Sei de como teu cabelo cai caprichosamente sobre teus olhos, sobre a doçura do teu sorriso, das tuas palavras asperas, dos teus gestos delicados... Mas nada sei de teus medos, dos teus amores, de teus sonhos... o muito de profundidade que há por trás desse espelho que te reflete e te esconde.
Você me disse uma vez, que tinha a impressão de me conhecer há tempos. De fato, seja pelas nossas brigas ou pelos nossos sorrisos acho em você, algo familiar e afetivo.
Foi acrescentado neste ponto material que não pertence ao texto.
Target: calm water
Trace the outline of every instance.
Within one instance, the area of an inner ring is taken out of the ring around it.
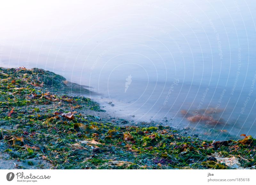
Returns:
[[[0,66],[90,86],[113,117],[254,137],[256,5],[195,1],[0,6]]]

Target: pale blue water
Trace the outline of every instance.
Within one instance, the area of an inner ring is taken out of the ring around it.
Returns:
[[[255,136],[253,1],[93,3],[1,6],[0,65],[89,85],[115,117],[195,128],[186,131],[208,138]],[[211,120],[220,123],[190,122],[181,113],[197,107],[207,116],[216,111]]]

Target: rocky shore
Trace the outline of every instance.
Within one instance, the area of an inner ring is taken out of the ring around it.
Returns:
[[[255,169],[250,136],[204,140],[112,120],[76,92],[89,91],[42,69],[0,68],[0,169]]]

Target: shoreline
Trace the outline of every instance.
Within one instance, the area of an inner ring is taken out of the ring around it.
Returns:
[[[215,142],[135,124],[71,94],[89,92],[60,75],[22,67],[0,72],[0,169],[255,168],[250,136]]]

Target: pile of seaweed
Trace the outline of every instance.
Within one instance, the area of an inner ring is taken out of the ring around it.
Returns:
[[[213,141],[168,126],[119,126],[87,115],[102,110],[74,88],[87,91],[43,70],[0,68],[0,158],[39,169],[255,168],[250,136]]]

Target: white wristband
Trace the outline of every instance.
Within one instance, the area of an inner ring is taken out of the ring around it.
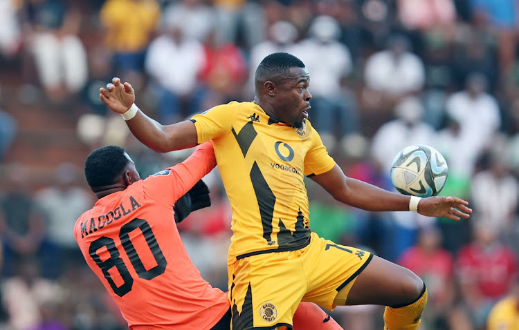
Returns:
[[[421,197],[411,196],[411,199],[409,200],[409,211],[418,212],[418,203],[420,202],[420,200]]]
[[[138,111],[138,107],[137,107],[135,104],[133,104],[129,109],[128,109],[125,113],[121,113],[120,115],[122,116],[122,118],[124,118],[125,120],[129,120],[137,115],[137,111]]]

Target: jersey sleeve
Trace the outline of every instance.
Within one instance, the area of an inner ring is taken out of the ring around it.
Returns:
[[[335,166],[335,161],[328,154],[321,137],[312,128],[312,144],[304,157],[304,175],[313,176],[328,172]]]
[[[144,193],[165,206],[173,206],[179,198],[216,166],[212,142],[199,145],[187,159],[147,178]]]
[[[212,108],[191,118],[197,128],[198,143],[224,137],[231,131],[238,104],[231,102]]]

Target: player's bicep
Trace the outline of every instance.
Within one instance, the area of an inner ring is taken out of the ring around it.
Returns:
[[[172,206],[215,166],[212,143],[206,142],[183,162],[146,178],[145,193],[165,206]]]
[[[312,145],[304,156],[304,175],[307,177],[328,172],[335,166],[335,161],[328,154],[317,132],[312,131]]]
[[[163,127],[167,151],[192,148],[197,144],[197,128],[190,120]]]
[[[191,121],[197,130],[198,142],[219,139],[229,134],[237,108],[236,105],[222,104],[193,116]]]

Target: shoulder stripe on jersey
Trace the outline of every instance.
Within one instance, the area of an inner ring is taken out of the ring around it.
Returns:
[[[254,141],[256,135],[257,135],[257,133],[253,126],[253,122],[251,121],[246,124],[238,134],[236,134],[234,127],[232,127],[230,130],[233,131],[233,134],[234,134],[236,141],[242,149],[244,157],[245,157],[251,144],[252,144],[253,141]]]
[[[263,177],[260,166],[257,166],[255,161],[251,169],[250,175],[254,193],[256,195],[256,200],[257,200],[257,204],[260,206],[260,214],[262,217],[262,225],[263,226],[263,237],[268,243],[272,240],[271,234],[272,234],[272,219],[274,216],[275,196],[266,183],[266,180]]]

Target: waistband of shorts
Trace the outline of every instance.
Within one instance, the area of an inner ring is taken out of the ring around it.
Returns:
[[[282,246],[279,247],[277,249],[271,249],[270,250],[261,250],[261,251],[255,251],[253,252],[248,252],[247,253],[241,254],[236,257],[237,260],[239,260],[240,259],[243,259],[244,258],[251,257],[252,255],[257,255],[259,254],[265,254],[265,253],[271,253],[273,252],[286,252],[289,251],[295,251],[299,250],[300,249],[302,249],[308,244],[310,244],[310,237],[308,237],[308,240],[307,242],[300,244],[299,245],[294,245],[293,246]]]

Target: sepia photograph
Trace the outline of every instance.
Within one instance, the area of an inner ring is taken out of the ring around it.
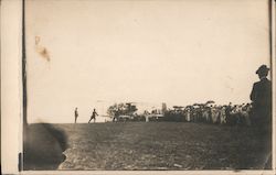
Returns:
[[[272,4],[24,0],[22,171],[275,169]]]

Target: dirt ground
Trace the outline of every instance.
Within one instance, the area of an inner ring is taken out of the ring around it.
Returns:
[[[261,169],[254,130],[187,122],[53,124],[66,134],[57,169]],[[268,165],[269,166],[269,165]]]

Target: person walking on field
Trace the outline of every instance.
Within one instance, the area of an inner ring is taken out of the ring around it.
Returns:
[[[98,116],[98,113],[96,112],[96,109],[93,110],[92,116],[91,116],[91,120],[88,121],[88,123],[91,123],[92,119],[94,119],[94,123],[96,122],[96,116]]]
[[[77,118],[78,118],[78,111],[77,111],[77,108],[75,108],[75,123],[76,123]]]

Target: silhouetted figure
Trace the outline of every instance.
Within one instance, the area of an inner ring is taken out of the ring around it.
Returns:
[[[262,65],[256,74],[259,81],[253,85],[251,92],[252,100],[252,125],[255,129],[255,135],[262,143],[259,152],[264,152],[264,168],[272,168],[272,83],[266,77],[269,68]]]
[[[95,123],[96,116],[98,116],[98,113],[96,112],[96,109],[94,109],[93,112],[92,112],[91,120],[88,121],[88,123],[91,123],[92,119],[94,119],[94,123]]]
[[[77,111],[77,108],[75,108],[75,123],[76,123],[77,118],[78,118],[78,111]]]
[[[268,70],[266,65],[256,70],[261,80],[253,85],[251,92],[252,124],[266,131],[270,131],[272,128],[272,81],[266,78]]]

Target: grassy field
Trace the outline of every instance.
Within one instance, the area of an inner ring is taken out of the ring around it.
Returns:
[[[35,124],[34,124],[35,125]],[[67,136],[57,169],[264,168],[251,128],[185,122],[54,124]]]

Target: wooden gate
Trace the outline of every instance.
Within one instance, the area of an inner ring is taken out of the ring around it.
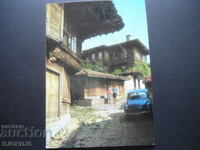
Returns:
[[[47,121],[58,120],[60,117],[60,76],[59,74],[46,71],[46,119]]]

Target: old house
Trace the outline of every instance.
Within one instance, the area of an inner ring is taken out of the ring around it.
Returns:
[[[129,79],[124,83],[125,93],[127,93],[129,90],[145,88],[141,73],[126,69],[131,67],[136,60],[147,63],[148,54],[148,48],[140,40],[130,40],[128,35],[126,42],[84,50],[82,58],[91,63],[102,62],[109,72],[121,69],[122,75]]]
[[[122,100],[124,97],[124,81],[126,78],[121,76],[82,69],[71,80],[74,83],[71,86],[73,99],[83,106],[104,104],[104,100],[108,96],[108,88],[118,89],[118,100]]]
[[[91,63],[102,62],[107,66],[107,71],[131,67],[135,60],[147,63],[146,56],[149,54],[148,48],[140,40],[129,40],[110,46],[99,46],[83,51],[82,58]]]
[[[71,76],[81,70],[82,42],[124,26],[111,1],[48,4],[46,7],[46,129],[53,134],[66,124]]]

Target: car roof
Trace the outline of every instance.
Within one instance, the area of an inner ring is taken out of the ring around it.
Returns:
[[[128,92],[128,94],[130,93],[138,93],[138,92],[147,92],[148,90],[147,89],[139,89],[139,90],[131,90]]]

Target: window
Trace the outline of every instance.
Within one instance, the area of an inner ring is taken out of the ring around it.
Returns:
[[[95,61],[95,54],[92,54],[92,61]]]
[[[98,52],[98,60],[102,60],[102,52]]]
[[[76,52],[76,37],[71,38],[71,50]]]
[[[66,45],[70,50],[73,52],[76,52],[76,37],[71,36],[70,33],[65,33],[64,34],[64,39],[63,39],[63,44]]]

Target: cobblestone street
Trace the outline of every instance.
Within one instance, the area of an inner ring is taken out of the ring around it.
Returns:
[[[127,116],[119,105],[107,104],[95,109],[76,107],[72,117],[78,119],[79,127],[67,138],[52,140],[51,147],[132,146],[154,142],[153,121],[149,114]]]

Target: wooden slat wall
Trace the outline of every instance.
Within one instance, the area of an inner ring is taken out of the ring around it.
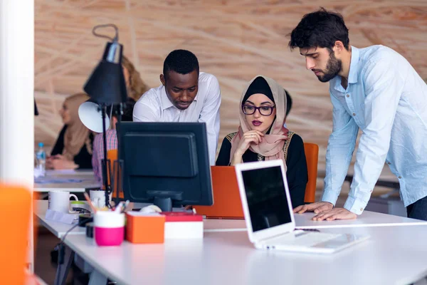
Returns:
[[[287,47],[287,34],[321,6],[343,14],[352,45],[390,46],[427,79],[425,0],[36,0],[36,142],[54,142],[63,99],[82,90],[103,52],[105,41],[93,36],[92,28],[114,23],[125,53],[150,87],[160,83],[163,60],[176,48],[193,51],[201,70],[217,76],[220,142],[236,129],[245,83],[257,74],[275,78],[294,100],[288,127],[320,145],[321,169],[332,130],[328,84]]]

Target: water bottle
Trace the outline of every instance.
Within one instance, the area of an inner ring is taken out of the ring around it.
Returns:
[[[40,176],[45,176],[46,174],[46,152],[43,147],[43,142],[38,142],[38,150],[36,152],[36,168],[40,173]]]

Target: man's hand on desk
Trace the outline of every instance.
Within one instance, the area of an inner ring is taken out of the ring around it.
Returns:
[[[344,208],[333,208],[322,212],[312,218],[313,221],[333,221],[334,219],[354,219],[357,215]]]
[[[306,212],[314,212],[315,213],[320,213],[324,211],[327,211],[334,207],[334,205],[329,202],[316,202],[312,204],[298,206],[293,209],[294,213],[302,214]]]
[[[347,209],[334,208],[334,205],[329,202],[317,202],[298,206],[293,209],[293,212],[298,214],[302,214],[305,212],[314,212],[317,214],[312,218],[313,221],[352,219],[357,217],[356,214]]]
[[[73,161],[67,160],[61,155],[56,155],[48,157],[46,160],[46,169],[62,170],[62,169],[75,169],[78,165]]]

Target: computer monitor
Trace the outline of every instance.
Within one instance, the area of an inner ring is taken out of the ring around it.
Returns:
[[[125,200],[172,205],[211,205],[212,185],[204,123],[117,124]]]

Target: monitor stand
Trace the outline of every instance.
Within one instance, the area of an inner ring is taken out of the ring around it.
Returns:
[[[172,212],[172,200],[169,198],[154,197],[154,204],[162,209],[162,212]]]
[[[182,201],[182,192],[150,190],[147,192],[147,195],[154,198],[154,204],[159,207],[162,212],[172,212],[172,202]]]

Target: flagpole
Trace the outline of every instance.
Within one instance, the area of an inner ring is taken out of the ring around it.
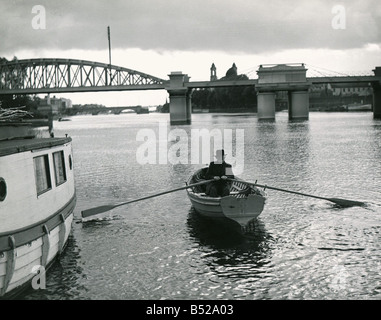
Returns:
[[[108,57],[110,63],[110,85],[111,85],[111,37],[110,37],[110,26],[107,27],[107,35],[108,35]]]

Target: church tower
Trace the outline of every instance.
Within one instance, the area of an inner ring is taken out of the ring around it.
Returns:
[[[216,80],[217,80],[217,68],[213,63],[212,66],[210,67],[210,81],[216,81]]]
A relação tempo e espaço é intrigante, até mesmo para o próprio Einsten, quando no começo do sec XIX, desenvolveu sua famosa teoria da relatividade, chegando a conclusao que o tempo... é uma variável... Não entendo muito de números, mas sobre o tempo sei que existem pessoas que partilham do nosso convívio durante anos e não nos conhecem, outras, mistériosamente, nos causam uma impatia tão grande, que chegamos a acreditar que já haviamos a conhecido, de um passado distante ou outras vidas quem sabe... a ciência e o espírito seguem cursos distintos, como uma ferradura, onde os extremos estão muito mais próximos do que o centro.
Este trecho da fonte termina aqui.